Avant de lever l'ancre, les Norvégiens dressèrent un mât de pavillon sur le monticule dominant la plaine neigeuse, témoin du drame final de l'expédition Andrée, pour signaler aux navigateurs futurs l'emplacement de ce site désormais historique. Au pied de ce mât, ils construisirent ensuite une pyramide en pierres sèches dans laquelle fut placée une bouteille contenant un document indiquant qu'en cet endroit furent découvertes les épaves de l'expédition aéronautique suédoise de 1897.

Cette découverte est due à des circonstances climatiques exceptionnelles. Dans cette partie du domaine polaire, l'hiver 1929-1930 ayant été remarquablement doux et l'été suivant très chaud - le thermomètre s'est élevé, dit-on, jusqu'à 15° au-dessus de zéro, à la terre François-Joseph, température extravagante à une aussi haute latitude - les neiges ont subi une fusion extraordinairement abondante.

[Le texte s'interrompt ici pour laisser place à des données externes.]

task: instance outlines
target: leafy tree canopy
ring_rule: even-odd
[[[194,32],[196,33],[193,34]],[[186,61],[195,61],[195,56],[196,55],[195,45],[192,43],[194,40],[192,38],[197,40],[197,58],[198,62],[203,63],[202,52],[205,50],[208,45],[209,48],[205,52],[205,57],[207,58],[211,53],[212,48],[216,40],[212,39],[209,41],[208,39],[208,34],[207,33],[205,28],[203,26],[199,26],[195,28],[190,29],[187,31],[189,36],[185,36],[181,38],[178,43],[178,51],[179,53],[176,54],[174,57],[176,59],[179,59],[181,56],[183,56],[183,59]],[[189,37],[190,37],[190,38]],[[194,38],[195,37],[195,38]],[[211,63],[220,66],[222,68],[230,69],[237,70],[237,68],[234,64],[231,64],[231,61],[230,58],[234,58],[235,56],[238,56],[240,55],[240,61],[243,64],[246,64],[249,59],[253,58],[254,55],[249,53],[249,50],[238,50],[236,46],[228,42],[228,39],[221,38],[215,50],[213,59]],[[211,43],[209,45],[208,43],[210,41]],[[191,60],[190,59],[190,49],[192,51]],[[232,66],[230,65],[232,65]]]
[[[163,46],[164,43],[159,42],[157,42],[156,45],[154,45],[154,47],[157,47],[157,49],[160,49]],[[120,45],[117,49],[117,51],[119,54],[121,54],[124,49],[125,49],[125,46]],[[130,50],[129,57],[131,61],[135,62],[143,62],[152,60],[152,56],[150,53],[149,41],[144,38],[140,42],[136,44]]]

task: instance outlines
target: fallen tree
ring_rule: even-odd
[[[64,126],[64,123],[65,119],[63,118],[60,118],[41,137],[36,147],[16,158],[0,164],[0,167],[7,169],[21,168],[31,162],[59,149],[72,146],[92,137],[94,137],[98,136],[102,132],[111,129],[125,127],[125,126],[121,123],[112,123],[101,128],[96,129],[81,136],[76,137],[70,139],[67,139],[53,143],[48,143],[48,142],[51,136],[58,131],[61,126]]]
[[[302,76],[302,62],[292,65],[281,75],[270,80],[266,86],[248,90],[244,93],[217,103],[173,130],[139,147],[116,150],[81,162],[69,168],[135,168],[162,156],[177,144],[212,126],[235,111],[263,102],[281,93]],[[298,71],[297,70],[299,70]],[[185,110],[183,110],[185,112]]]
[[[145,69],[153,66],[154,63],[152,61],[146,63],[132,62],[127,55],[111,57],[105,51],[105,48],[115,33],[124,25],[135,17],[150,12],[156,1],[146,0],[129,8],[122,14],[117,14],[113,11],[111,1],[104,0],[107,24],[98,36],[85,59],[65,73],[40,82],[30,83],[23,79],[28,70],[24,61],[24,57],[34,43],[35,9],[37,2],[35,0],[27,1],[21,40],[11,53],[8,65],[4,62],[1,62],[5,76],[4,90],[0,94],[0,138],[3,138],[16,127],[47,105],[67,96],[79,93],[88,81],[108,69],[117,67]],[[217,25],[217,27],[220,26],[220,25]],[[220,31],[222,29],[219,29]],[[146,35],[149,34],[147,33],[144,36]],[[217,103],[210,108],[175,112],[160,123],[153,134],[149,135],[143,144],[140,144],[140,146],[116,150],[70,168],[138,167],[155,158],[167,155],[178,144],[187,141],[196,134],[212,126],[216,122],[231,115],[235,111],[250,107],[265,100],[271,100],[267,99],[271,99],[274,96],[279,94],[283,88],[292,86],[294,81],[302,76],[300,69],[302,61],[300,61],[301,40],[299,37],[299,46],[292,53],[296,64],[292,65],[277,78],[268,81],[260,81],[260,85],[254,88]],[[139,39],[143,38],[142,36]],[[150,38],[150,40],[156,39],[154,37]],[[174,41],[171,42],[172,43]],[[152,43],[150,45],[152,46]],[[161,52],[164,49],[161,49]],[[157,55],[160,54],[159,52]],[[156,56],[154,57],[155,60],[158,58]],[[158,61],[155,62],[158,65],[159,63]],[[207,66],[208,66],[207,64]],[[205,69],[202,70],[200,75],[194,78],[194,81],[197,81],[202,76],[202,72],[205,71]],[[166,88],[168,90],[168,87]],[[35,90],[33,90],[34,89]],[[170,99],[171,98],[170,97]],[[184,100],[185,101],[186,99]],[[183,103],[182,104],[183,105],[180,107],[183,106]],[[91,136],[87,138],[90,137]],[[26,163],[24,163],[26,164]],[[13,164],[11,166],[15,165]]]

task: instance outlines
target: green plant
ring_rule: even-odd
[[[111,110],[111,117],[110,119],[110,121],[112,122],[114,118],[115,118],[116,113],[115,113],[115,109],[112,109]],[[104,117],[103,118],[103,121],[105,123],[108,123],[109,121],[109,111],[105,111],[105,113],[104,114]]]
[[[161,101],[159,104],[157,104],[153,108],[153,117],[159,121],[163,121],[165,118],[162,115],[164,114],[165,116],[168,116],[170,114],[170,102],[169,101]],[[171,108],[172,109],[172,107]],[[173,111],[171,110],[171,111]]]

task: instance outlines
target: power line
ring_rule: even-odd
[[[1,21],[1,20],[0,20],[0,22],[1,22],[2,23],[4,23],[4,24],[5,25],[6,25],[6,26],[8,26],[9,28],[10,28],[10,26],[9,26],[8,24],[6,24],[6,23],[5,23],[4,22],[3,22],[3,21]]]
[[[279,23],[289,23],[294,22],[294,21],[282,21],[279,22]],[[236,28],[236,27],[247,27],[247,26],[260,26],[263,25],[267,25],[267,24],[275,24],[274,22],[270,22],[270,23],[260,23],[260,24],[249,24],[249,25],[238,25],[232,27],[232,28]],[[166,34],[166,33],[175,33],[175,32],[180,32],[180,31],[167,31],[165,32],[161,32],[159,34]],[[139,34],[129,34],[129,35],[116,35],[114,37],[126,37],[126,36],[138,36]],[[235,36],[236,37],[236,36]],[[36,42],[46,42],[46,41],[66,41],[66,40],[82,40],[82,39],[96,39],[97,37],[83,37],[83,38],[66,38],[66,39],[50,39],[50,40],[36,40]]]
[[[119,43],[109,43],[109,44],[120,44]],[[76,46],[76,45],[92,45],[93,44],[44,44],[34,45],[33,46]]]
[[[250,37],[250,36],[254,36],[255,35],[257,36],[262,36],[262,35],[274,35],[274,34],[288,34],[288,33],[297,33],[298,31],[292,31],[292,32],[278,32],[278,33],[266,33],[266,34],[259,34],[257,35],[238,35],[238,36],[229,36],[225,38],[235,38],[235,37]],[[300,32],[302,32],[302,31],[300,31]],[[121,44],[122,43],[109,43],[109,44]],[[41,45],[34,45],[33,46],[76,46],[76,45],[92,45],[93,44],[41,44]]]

Des plaques habituellement permanentes ont disparu très tôt, tandis que celles qui résistaient à la fonte diminuaient de jour en jour ; par suite, des objets enfouis depuis des années sous ces nappes ont apparu au jour pour la première fois. Ainsi s'explique que l'expédition Nathorst, envoyée par la Suède à la recherche d'Andrée un an après son départ et qui débarqua à l'île Blanche exactement au même point que les Norvégiens, en 1930, n'ait rien trouvé. Il y a trente-deux ans, quoique l'été fût relativement chaud, ces explorateurs ne virent qu'une couche de neige sur le terrain où nous savons aujourd'hui que se déroula l'agonie des malheureux aéronautes. A cet égard, une photographie contenue dans le récit de Nathorst représentant le même site que l'image du camp d'Andrée reproduite deux pages plus haut constitue un témoignage irrécusable. Dix-huit jours avant l'arrivée du Bratvaag, un autre chasseur norvégien foula, lui aussi, sans s'en douter également, la neige recouvrant la dépouille d'Andrée. Il ramassa à sa surface plusieurs vieilles boîtes de conserves ainsi qu'un piquet en bois noirci par le temps, mais, préoccupé de rechercher les épaves du ballon de Nobile tombé, croit-on, dans cette région, il ne prêta pas attention à ces débris évidemment trop anciens pour provenir des Italiens. Et il se rembarqua sans songer à Andrée. Ce brave marin passa ainsi à côté de la fortune sans soupçonner sa présence.

Revenus à bord avec leurs funèbres charges, les hommes du Bratvaag déposèrent les squelettes d'Andrée et de son compagnon, ainsi que les ossements trouvés dans le canot pliant dans trois caisses qui furent arrimées sur la plage arrière. Afin d'assurer la conservation des corps, les primitifs cercueils furent recouverts de prélarts sur lesquels on entretint une couche de glace. Ces dispositions prises, l'équipage retourna à terre élever, comme sur la Grande-Ile, une cabane-refuge pour les naufragés avec des matériaux apportés de Norvège. Cela fait, l'expédition fit route vers l'est pour continuer une campagne de chasse. Quelques heures plus tard, elle arrivait à l'île Victoria, où elle communiquait la nouvelle de sa découverte à un autre chasseur, le Terning. C'est, ainsi que nous l'avons déjà raconté, par ce dernier bateau rentré à Tromsö le 22 août que ce grand événement a été connu.